Tinubu’s Regionalism Gamble By Prof G G Darah

By Prof. G.G. Darah

 

Pandef, Pandef, beware of false prophets masquerading in electronic garments. There is sour mutilation of historical facts in the narrative on “How Tinubu Is Reversing The Damage Ironsi Did To Nigeria” attributed to Reno Omokri.

During British colonial rule, Regions were created in 1939 and their elected goverments were in office from 1951. The Regions were three in number: Eastern, Northern, and Western. There was gross inequality and injustice in the regional system. For example, the territory of the Northern Region was larger than the combined territory of the Eastern and Western Regions.

This lopsidedness triggered agitations for more political restructuring. Furthermore, hundreds of minority groups were lumped with more populous and hegemonic ethnic groups. The situation in the Northern Region was more bizarre as about 300 ethnic groups were put under the political yoke of the Fulani-controlled Islamic Sokoto Caliphate.

From the 1940s agitations for more regions or states rattled the colonial regime. The agitation of the oppressed minority groups for autonomy dovetailed into armed uprisings in the Benue-Plateau areas, leading to federal armed campaigns to quell them. At the 1957-58 constitutional conferences in Lagos and London, the demand for the creation of states caused stablemates.

The British responded by setting up the Henry Willink’s commission on the fears of minorities and how to allay them. The commission toured all of Nigeria and received bundles of memoranda from freedom-seeking minorities. The commission’s report did not support creation of new administrative units with the excuse that doing so could derail the march to Nigeria’s independence scheduled for 1960.

But the agitations continued unabated after independence, culminating in the creation, by plebiscite, of the Midwest in 1963. The emergence of the fourth Region fired more insurgent demands. The military governments from 1966 inherited this unresolved problem. Gen Aguyi Ironsi’s quibbling approach fuelled more intense agitation. Gen Yakubu Gowon, from the ‘ulltra-minority’ Ngas ethnicity in Plateau province could not ignore the matter.

Thus, on May 27, 1967, he created 12 states, six each in the northern and southern halves of the country. Recall that the vast majority of the combants in the armed forces were from the oppressed minorities in the former Northern Region, among whom was Gowon himself. Therefore, from 1967, the idiom of federalism shifted from regions to states. There are now 36 states.

The 2014 National Confab recommended 18 more in furtherance of a more balanced federal system for the 389 ethnic nationalities in Nigeria. Perhaps, with the exception of the Igbo and Yoruba separatist extremists, the option of returning to regionalism is not on the agenda of the other 387 ethnic nationalities.
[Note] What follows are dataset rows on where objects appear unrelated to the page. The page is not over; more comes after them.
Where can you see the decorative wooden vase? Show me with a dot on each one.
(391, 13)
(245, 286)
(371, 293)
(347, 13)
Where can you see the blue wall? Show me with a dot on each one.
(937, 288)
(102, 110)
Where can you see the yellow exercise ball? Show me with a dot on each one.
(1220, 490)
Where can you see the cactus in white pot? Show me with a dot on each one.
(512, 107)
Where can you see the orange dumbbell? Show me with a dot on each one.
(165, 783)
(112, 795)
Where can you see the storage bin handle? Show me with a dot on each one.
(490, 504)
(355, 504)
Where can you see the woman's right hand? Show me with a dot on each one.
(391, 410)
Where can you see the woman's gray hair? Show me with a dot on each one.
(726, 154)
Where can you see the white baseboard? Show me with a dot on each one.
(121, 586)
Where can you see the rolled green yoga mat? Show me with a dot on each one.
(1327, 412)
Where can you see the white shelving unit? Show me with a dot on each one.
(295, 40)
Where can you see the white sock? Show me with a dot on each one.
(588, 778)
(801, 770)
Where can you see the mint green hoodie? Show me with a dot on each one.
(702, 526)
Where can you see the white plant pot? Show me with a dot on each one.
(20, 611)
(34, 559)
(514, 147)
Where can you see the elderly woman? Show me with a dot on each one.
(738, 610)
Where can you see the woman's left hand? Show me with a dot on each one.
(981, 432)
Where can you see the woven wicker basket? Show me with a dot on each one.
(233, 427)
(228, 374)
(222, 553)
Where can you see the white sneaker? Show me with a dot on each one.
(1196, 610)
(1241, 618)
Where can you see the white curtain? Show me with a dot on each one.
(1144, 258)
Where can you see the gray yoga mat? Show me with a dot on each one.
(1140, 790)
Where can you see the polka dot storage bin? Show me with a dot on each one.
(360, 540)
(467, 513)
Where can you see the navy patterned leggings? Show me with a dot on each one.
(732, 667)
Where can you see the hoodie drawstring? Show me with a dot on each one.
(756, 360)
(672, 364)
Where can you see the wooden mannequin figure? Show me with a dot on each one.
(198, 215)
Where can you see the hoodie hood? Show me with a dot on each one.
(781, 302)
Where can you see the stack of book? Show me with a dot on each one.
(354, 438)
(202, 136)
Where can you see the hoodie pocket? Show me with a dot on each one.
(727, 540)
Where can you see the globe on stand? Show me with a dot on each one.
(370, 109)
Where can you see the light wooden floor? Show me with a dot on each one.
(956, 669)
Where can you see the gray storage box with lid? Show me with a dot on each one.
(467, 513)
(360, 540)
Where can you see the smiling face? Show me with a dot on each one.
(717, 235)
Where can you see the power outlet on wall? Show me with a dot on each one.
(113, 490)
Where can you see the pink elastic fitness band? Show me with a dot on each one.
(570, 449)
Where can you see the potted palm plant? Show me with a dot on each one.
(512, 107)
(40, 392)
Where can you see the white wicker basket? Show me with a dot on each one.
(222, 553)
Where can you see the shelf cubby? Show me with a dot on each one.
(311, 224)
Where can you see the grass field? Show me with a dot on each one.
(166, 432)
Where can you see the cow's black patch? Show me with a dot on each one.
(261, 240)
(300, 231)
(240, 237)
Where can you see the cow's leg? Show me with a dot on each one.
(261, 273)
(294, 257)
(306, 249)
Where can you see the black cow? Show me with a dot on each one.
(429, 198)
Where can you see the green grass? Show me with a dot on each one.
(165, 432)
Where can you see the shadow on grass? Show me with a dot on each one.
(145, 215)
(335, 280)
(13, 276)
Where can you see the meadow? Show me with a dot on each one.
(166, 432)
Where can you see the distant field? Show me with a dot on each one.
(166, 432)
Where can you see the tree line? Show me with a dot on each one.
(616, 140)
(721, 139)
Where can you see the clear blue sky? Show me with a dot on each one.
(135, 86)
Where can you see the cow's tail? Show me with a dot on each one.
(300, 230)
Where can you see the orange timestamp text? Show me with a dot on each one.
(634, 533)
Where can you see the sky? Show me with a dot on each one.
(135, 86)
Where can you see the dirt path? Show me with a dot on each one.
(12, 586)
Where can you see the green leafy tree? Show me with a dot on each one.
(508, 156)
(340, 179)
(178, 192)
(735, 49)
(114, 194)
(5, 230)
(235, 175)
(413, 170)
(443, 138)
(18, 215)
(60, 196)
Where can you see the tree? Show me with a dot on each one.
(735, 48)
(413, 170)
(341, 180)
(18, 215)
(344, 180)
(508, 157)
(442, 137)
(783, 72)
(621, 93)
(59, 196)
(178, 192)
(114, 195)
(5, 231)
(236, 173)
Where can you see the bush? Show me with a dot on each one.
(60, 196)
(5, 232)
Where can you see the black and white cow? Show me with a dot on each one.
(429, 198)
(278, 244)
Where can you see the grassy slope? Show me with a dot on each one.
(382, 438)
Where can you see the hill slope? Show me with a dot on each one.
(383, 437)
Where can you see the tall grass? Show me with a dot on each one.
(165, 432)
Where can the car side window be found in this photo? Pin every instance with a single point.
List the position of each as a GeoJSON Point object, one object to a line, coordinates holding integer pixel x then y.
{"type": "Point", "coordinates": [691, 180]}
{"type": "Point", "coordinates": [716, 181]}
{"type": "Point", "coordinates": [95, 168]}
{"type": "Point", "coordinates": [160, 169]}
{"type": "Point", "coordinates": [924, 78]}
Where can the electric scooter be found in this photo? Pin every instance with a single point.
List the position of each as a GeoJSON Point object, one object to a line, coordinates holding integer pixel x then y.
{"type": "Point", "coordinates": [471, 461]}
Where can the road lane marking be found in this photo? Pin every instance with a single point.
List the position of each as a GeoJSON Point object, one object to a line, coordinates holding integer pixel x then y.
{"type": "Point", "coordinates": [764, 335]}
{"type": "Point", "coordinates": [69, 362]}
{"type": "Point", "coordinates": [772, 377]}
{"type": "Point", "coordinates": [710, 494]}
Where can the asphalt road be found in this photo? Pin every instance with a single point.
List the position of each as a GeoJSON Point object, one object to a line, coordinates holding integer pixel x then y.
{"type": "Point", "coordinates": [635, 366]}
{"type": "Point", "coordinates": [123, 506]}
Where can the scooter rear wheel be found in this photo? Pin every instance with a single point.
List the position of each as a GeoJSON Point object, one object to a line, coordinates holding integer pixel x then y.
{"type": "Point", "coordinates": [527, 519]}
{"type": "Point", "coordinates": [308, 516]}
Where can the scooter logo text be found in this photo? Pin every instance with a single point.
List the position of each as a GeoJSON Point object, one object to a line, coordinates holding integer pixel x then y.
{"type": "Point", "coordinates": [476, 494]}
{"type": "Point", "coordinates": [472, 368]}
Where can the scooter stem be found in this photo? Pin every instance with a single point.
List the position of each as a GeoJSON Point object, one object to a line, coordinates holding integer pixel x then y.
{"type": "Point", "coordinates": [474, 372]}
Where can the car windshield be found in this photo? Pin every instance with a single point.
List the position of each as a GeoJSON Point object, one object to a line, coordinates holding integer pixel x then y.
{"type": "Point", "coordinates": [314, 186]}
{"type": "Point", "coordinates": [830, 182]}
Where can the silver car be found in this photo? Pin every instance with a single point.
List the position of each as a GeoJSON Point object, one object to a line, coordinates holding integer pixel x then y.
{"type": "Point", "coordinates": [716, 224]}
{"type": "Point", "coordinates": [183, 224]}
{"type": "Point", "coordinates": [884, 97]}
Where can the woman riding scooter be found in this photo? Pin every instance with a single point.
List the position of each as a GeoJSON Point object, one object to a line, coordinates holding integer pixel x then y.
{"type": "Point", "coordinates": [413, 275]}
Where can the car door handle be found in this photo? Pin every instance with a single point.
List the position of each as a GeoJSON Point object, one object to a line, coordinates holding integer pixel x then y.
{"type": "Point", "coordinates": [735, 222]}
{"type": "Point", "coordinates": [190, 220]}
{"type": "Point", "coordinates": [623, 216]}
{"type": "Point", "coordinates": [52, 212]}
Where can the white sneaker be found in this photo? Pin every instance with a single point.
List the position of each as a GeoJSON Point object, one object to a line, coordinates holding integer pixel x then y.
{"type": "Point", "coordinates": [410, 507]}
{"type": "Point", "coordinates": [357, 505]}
Therefore, President Tinubu is swimming against a raging historical flood with his “panel-beater” method of “smuggling” the issue of regional governance into the national political discourse. His efforts are likely to end up in fiasco because the existing States will not meekly accept the option of “impeachment” and unconstitutional replacement which President Tinubu’s regional gamble portents.